Synergistic regulation and ligand-induced conformational changes of tryptophan synthase.

PMID 19764814


Conformational changes of enzyme complexes are often related to regulating and creating an optimal environment for efficient chemistry. We investigated the synergistic regulation of the tryptophan synthase (TRPS) complex, studied for decades as a model of allosteric regulation and substrate channeling within protein complexes. TRPS is a bifunctional tetrameric alphabetabetaalpha enzyme complex that exhibits cooperative motions of the alpha- and beta-subunits by tightly controlled allosteric interactions. We have delineated the atomically detailed dynamics and conformational changes of TRPS in the absence and presence of substrates using molecular dynamics simulations. The computed energy and entropy associated with the protein motions also offer mechanistic insights into the conformational fluctuations and the ligand binding mechanism.
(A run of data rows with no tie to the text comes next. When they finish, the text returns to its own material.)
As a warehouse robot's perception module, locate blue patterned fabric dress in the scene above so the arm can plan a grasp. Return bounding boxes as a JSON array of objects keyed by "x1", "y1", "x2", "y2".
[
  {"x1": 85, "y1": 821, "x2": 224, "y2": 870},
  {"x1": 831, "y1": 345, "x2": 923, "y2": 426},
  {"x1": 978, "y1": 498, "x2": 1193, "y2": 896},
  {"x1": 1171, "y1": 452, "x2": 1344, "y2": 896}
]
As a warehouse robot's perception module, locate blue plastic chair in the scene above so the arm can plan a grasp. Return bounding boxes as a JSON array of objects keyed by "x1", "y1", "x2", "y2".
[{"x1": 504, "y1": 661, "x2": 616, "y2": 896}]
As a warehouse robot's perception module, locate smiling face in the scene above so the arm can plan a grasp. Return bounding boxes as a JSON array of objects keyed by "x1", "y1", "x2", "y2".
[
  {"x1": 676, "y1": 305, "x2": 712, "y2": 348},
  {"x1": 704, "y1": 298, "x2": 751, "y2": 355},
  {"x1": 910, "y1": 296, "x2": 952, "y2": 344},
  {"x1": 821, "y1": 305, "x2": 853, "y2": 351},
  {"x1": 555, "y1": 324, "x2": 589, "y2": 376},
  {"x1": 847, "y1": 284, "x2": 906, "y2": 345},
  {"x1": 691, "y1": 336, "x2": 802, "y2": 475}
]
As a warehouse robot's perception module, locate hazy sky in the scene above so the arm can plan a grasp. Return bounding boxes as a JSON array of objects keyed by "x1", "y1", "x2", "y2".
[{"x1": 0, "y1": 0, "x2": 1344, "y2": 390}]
The flexible alpha-L6 loop samples both open and partially closed conformations in the ligand-free state but shifts to fully closed conformations when its substrates are present. The fully closed conformations are induced by favorable protein-ligand interactions but are partly compensated by configurational entropy loss. Considerable local rearrangements exist during ligand binding processes when the system is searching for energy minima. The motion of the region that closes the beta-subunit during catalysis, the COMM domain, couples with the motion of the alpha-subunit, although the fluctuations are smaller than in the flexible loop regions. Because of multiple conformations of ligand-free TRPS in the open and partially closed states, the alpha-L6 loop fluctuations have preferential directionality, which may facilitate the fully closed conformations induced by alpha- and beta-substrates binding to both subunits. Such cooperative and directional motion may be a general feature that contributes to catalysis in many enzyme complexes.